Do as the README.md suggests and read it first with the command cat README.md, then with the command less README.md (press q for quit to get out when you’re done).

Exercise 4

Now let’s do the same with CE-20170824.pdf. If less asks you a question, just type y.

What happened?! Unfortunately, CE-20170824.pdf was not a plain text file, but instead is what is referred to as a binary file. This distinction between plain text files and binary files will come up a lot, so let’s discuss it briefly.

The names “plain text” and “binary” are misnomers since everything on your computer is stored as 1s and 0s (i.e. binary), so don’t read too much into the name. The actual distinction between plain text and binary files is what those 1s and 0s are meant to represent. In a plain text file, the 1s and 0s just encode numbers and letters based on simple, commonly used codes (like ASCII or Unicode). Not only do these files not contain anything complicated (pictures, media, etc.), they don’t even include information like fonts, or formatting. But this simplicity makes them easy for simple systems to read, and thus they’re commonly used in programming because they’re so universal.

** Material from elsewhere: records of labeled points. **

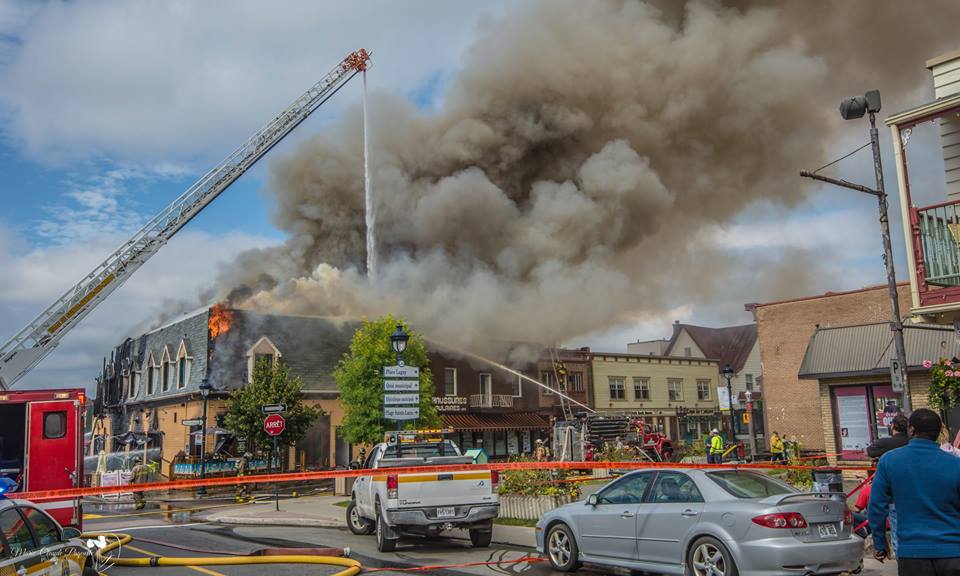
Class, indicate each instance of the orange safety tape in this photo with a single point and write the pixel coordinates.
(43, 495)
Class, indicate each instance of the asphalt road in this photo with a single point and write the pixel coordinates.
(151, 534)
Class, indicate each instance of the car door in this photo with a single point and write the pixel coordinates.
(674, 509)
(609, 529)
(48, 535)
(21, 555)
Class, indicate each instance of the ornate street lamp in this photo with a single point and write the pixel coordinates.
(205, 389)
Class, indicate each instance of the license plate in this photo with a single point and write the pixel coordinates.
(446, 512)
(827, 530)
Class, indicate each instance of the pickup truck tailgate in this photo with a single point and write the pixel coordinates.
(446, 489)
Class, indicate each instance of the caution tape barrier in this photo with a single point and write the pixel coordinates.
(44, 495)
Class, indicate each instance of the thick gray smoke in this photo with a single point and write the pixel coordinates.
(566, 183)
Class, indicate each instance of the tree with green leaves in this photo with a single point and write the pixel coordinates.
(272, 384)
(359, 377)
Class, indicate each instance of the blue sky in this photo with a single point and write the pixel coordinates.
(94, 140)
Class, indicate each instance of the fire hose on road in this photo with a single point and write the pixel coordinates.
(269, 556)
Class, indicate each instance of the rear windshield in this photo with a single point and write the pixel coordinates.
(423, 450)
(748, 484)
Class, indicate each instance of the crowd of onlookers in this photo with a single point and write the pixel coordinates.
(910, 508)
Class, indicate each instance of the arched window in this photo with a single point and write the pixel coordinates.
(184, 362)
(166, 370)
(151, 375)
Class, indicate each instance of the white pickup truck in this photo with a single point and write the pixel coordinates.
(426, 504)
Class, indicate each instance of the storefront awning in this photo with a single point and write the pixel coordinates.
(515, 421)
(865, 350)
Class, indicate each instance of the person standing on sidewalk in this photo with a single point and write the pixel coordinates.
(715, 456)
(897, 439)
(924, 481)
(777, 449)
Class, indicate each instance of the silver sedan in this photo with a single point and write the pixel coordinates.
(717, 522)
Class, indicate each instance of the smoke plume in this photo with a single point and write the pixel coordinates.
(566, 182)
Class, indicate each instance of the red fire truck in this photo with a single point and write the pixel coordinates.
(41, 445)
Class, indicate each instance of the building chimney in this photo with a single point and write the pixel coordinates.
(946, 82)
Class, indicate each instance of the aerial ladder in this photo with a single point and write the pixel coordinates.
(31, 344)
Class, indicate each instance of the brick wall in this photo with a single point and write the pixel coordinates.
(784, 329)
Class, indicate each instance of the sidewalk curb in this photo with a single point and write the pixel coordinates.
(254, 521)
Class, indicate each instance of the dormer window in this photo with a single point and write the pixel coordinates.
(263, 350)
(166, 370)
(151, 375)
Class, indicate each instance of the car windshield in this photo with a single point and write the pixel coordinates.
(747, 484)
(423, 450)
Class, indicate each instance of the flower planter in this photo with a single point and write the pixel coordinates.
(530, 507)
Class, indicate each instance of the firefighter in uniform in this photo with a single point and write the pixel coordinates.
(243, 489)
(141, 475)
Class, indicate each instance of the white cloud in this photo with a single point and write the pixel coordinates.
(34, 277)
(170, 80)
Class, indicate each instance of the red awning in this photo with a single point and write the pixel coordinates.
(515, 421)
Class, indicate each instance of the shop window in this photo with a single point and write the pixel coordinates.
(703, 390)
(641, 389)
(675, 389)
(616, 388)
(449, 381)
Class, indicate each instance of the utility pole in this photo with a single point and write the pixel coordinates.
(854, 108)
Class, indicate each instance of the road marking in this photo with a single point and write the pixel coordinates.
(197, 568)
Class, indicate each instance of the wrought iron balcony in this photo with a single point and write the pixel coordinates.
(491, 401)
(936, 249)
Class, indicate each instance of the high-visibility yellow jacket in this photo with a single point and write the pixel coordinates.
(776, 445)
(716, 445)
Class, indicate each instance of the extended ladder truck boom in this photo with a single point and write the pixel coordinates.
(31, 344)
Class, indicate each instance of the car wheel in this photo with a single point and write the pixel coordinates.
(481, 538)
(709, 557)
(357, 523)
(384, 544)
(562, 549)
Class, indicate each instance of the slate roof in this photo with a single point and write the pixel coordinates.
(730, 345)
(866, 349)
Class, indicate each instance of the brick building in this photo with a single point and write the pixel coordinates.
(784, 330)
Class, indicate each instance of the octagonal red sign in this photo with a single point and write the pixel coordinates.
(274, 425)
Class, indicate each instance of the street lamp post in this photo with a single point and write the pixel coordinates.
(728, 374)
(851, 109)
(205, 389)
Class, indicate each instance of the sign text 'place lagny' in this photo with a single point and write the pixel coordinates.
(401, 392)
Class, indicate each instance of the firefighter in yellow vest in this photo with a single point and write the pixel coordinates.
(715, 456)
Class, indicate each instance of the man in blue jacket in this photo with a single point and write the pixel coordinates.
(924, 481)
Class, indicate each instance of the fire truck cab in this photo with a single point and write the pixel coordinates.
(41, 445)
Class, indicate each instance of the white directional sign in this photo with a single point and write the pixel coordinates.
(401, 399)
(401, 412)
(401, 372)
(401, 385)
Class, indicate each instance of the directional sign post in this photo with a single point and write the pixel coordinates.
(274, 425)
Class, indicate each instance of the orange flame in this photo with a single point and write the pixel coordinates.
(219, 321)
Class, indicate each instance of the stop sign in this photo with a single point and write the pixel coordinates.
(274, 425)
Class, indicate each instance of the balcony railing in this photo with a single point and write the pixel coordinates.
(491, 401)
(937, 229)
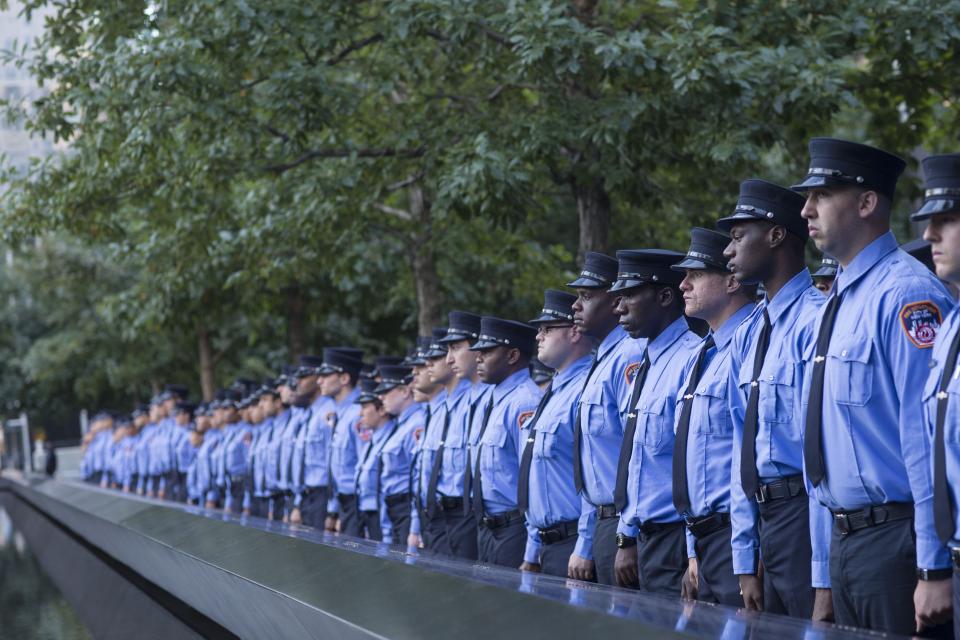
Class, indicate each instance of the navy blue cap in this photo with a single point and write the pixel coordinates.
(436, 349)
(178, 390)
(921, 250)
(540, 372)
(497, 332)
(942, 186)
(367, 393)
(556, 307)
(309, 366)
(705, 252)
(646, 266)
(828, 268)
(762, 200)
(393, 375)
(462, 325)
(337, 360)
(836, 162)
(599, 271)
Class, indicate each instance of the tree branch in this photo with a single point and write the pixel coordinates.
(346, 153)
(354, 46)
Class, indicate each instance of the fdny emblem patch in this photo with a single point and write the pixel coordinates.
(920, 321)
(523, 417)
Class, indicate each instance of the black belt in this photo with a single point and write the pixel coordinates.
(397, 498)
(502, 520)
(647, 528)
(450, 503)
(606, 511)
(789, 487)
(558, 532)
(705, 525)
(955, 557)
(849, 521)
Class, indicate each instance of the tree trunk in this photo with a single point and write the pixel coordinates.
(429, 297)
(296, 328)
(206, 361)
(593, 211)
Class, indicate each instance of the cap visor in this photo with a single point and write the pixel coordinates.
(484, 345)
(933, 207)
(587, 283)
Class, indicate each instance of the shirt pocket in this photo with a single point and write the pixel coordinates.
(716, 419)
(776, 393)
(593, 414)
(851, 376)
(547, 444)
(651, 425)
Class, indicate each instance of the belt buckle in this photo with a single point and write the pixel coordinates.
(762, 494)
(843, 523)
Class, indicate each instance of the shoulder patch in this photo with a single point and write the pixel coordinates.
(921, 321)
(523, 417)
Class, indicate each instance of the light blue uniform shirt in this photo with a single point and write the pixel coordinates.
(873, 440)
(552, 495)
(602, 403)
(515, 401)
(310, 465)
(710, 436)
(779, 444)
(951, 425)
(453, 463)
(367, 479)
(650, 473)
(345, 445)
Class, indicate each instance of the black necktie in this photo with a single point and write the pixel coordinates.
(626, 447)
(942, 503)
(578, 431)
(476, 480)
(812, 453)
(523, 481)
(435, 470)
(681, 492)
(749, 478)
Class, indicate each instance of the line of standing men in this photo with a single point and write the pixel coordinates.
(789, 461)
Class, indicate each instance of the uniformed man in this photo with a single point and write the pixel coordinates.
(651, 540)
(447, 420)
(546, 493)
(339, 374)
(704, 436)
(864, 445)
(824, 276)
(598, 431)
(380, 428)
(941, 208)
(459, 523)
(424, 529)
(503, 350)
(397, 453)
(310, 464)
(771, 508)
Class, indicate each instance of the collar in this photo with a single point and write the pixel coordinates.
(349, 399)
(785, 298)
(666, 338)
(864, 261)
(724, 334)
(575, 369)
(510, 383)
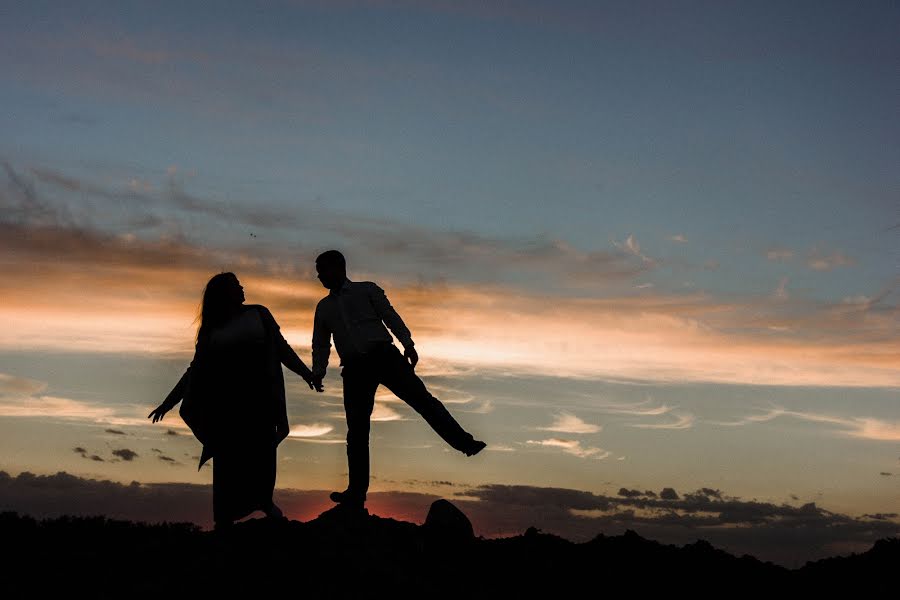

In a binary file, by contrast, the 1s and 0s encode much more complicated information. In this case, CE-20170824.pdf is a PDF file that includes images, different fonts, careful formatting, etc. As a result, it can only be openned by a PDF reader (like Preview or Adobe Reader) that knows how to interprete the file’s complicated content. If you open it with less, less tries to treat the 0s and 1s like they were just encoding simple letters and numbers, but since they don’t, the result is just gobblygook.

Exercise 5

Just because it’s not plain text doesn’t mean we don’t want to know what it is! So let’s use the open command. open FILENAME just asks your computer to do whatever it would do if you double-clicked on FILENAME. So if you type open CE-20170824.pdf, your computer will open the PDF in your default PDF reader.

Exercise 6

OK, so CE-20170824.pdf is just a paper someone wrote using this data. Since the name CE-20170824.pdf doesn’t tell us anything about this paper, let’s rename it using the mv command. Recall from DataCamp that mv stands for move, but that while it is moving files it can also rename them. If you “move” something from its current location back to its current location but with a different name, you’ve effectively re-named it!. So try re-naming CE-20170824.pdf to something more descriptive.

Organizing Files

Up till now, we haven’t done anything that wouldn’t have been easier to do using a mouse and a regular graphical user interface. But now let’s suppose we want to analyze the data from 311 calls placed on Thursdays and Fridays to see if city workers are less likely to address problems that are reported on Fridays.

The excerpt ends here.